Al momento – accanto ad Inler – è uno dei “destinati” alla permanenza in maglia azzurra. In tal senso ha voluto fare un bilancio dei suoi cinque mesi alle falde del Vesuvio, rilasciando alcune dichiarazioni esclusive al sito ufficiale della società azzurra.

“Quando ho saputo che ero un calciatore del Napoli a me e alla mia famiglia sono scappate alcune lacrime, tanto era forte l’emozione. Io sono un ragazzo umile e arrivare in una grande piazza come questa è un premio per tutti i sacrifici che ho fatto in carriera, una gioia immensa.
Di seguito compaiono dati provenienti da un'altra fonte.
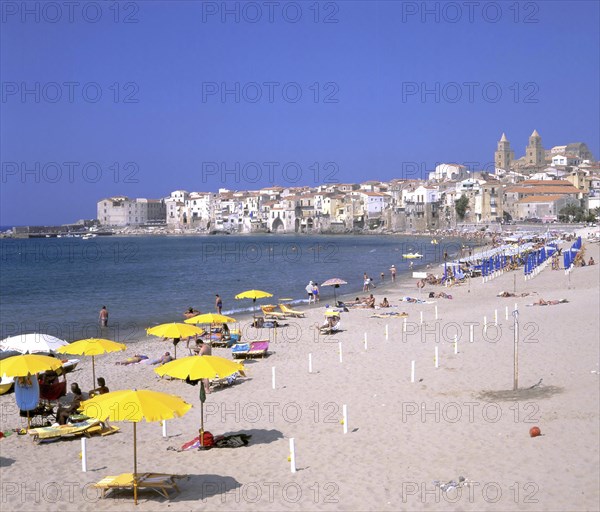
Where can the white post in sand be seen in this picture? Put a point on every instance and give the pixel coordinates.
(83, 455)
(292, 456)
(516, 344)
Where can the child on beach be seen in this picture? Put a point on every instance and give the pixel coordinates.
(316, 297)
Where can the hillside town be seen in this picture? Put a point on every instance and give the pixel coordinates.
(536, 187)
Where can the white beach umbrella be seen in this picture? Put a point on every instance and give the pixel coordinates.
(32, 343)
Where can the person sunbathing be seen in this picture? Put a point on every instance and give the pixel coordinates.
(136, 358)
(331, 322)
(101, 389)
(63, 413)
(163, 359)
(191, 312)
(510, 294)
(543, 302)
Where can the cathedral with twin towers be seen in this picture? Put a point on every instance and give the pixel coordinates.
(536, 158)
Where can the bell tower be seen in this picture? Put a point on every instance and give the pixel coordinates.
(504, 156)
(534, 152)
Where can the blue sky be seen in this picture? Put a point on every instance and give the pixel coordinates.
(102, 99)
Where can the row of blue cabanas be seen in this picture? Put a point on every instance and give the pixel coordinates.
(494, 260)
(536, 258)
(569, 256)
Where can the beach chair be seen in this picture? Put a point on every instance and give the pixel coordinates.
(331, 330)
(86, 428)
(291, 312)
(269, 312)
(252, 349)
(159, 482)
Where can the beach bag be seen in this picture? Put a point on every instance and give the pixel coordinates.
(208, 439)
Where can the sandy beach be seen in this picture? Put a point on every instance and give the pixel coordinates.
(461, 419)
Il sogno che finalmente si avvera.

Quando sono arrivato mi hanno accolto tutti in modo straordinario. Benitez, i compagni e la città mi hanno subito fatto sentire a mio agio.

Sono umile ma anche con tanta fiducia in me stesso. Sapevo di poter fare bene e di poter dare il mio contributo, mi sono subito inserito nel gioco del mister anche se non immaginavo un impatto immediato così positivo.

Quando ho debuttato al San Paolo è stato meraviglioso, una delle sensazioni più belle che un giocatore possa provare. Sentire cinquantamila persone che ti danno forza ti fa sentire protagonista e ti riempie di carica. Ricordo il gol che ci diede il 3-0 con la Roma e la quasi certezza della qualificazione in finale, il boato del San Paolo e la gente che urla il tuo nome. Ho ancora i brividi.

Da lì siamo arrivati all’Olimpico e abbiamo vinto la Coppa Italia. Per me che sono giovane è fantastico vincere subito un trofeo, mi auguro che nella prossima stagione possiamo toglierci altre soddisfazioni.

Con Benitez ho un ottimo rapporto, lui mi sta aiutando molto per la mia crescita. So che dovrò lavorare tanto ma i suoi insegnamenti sono fondamentali.

Ora sono in vacanza, mi sto godendo le bellezze di Napoli e poi andrò in Brasile per i Mondiali. Li guarderò dal televisore sperando che i prossimi non debba più guardarli da lì…”.